A TPU example job can be found in the jobs folder in this repository, called tpu.sh, this will execute the python script tpu.py, with the corresponding flags, by default it will print the tensorflow version and the number of working TPU chips in the system, in case that you are testing a multi-rank TPU (more on them in the next chapter) you can call the script with the parameter "multi", this will also show the worker_id of the vm you are currently testing on.
Big TPU nodes like v2-32, v3-1024 and in general any TPU node with more than 8 TPU cores will have more than one virtual-machine in it, this causes a discrepancy between GCP TPU nodes and slurm nodes in order to work with that slurm-gcp does the following:
- calculates the 'vmcount' for each TPU node type, that is the number of virtual machines that each GCP TPU node will have, for example for TPU type v2-32 this will be 4, as you will find 4 virtual machines in the TPU. This is also stated as ranks or TPU workers.
- creates a network topology file that groups all the different slurm TPU nodes with their corresponding GCP TPU node, for example if we have 8 slurm TPU nodes that have a 'vmcount' of 4, we will have 2 groups stated in this topology file.
- enables a lua jobsubmitplugin, this will make that at each jobsubmission the
following is done:
- check the 'vmcount' (vmcount is the number of virtualmachines per GCP TPU node) of the partition and increase the requested number of nodes accordingly.
- set the --switch parameter to the original number of nodes requested, this will use the previously stated network topology file to ensure that all the slurm nodes belong to the same TPU group.
- In the resume.py script the vmcount will be queried in order to know how to handle the TPU creation of the nodes. The first slurm node will be used to name the GCP TPU node, when the TPU node is created, the worker IPs will be retrieved and all the slurm nodes will be mapped to these different IPs of the TPU worker vm's in the node, this mapping will be also noted in the instance metadata for the workers node to retrieve and start slurm accordingly.
- In suspend.py only the main node of the TPU (the one which has the same name in slurm and in the GCP console) will be taken into account, all the others will be considered "phantom nodes" as they do not map to any cloud resource.
In order to be able to execute jobs on both the TPU nodes and regular nodes you need to have in your slurm-gcp configuration a regular nodes partition and a TPU nodes partition.
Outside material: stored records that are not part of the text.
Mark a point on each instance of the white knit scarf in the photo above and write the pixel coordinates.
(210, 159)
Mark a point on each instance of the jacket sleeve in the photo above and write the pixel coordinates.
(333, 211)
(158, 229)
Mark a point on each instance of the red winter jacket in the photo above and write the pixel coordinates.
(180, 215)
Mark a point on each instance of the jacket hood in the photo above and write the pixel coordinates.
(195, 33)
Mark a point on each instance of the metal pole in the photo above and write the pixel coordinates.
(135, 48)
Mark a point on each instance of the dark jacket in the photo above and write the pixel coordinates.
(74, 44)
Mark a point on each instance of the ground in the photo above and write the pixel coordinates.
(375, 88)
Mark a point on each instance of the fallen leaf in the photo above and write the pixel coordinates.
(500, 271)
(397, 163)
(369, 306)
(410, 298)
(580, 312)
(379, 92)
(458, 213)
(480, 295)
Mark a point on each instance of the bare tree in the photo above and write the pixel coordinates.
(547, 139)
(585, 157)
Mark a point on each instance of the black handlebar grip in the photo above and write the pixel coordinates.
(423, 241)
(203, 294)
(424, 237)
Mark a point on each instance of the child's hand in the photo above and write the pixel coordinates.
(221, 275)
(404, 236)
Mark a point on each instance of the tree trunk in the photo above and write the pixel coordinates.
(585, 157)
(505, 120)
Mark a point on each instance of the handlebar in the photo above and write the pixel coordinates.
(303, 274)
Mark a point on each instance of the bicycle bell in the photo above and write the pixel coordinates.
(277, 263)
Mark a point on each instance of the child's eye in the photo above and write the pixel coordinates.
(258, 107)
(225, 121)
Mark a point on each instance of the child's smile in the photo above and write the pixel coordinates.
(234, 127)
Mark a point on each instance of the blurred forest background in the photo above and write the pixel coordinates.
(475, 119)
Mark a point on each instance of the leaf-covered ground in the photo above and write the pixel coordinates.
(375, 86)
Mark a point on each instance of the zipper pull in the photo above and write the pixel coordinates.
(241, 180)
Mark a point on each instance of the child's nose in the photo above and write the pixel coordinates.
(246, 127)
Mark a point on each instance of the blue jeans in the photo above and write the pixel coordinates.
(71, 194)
Assuming that the normal nodes partition name is "normal", and the TPU nodes partition name is "tpu" a job of the script "sbatch_script.sh" that uses both would be like this:
sbatch -p normal -N 1 : -p tpu -N 1 sbatch_script.sh
This will allocate a node in the normal partition and a node in the tpu partition, both in the same heterogeneous job.
Static TPU nodes can be configured the same way as regular nodes are, stating the count of it in "node_count_static" variable of each nodeset_tpu.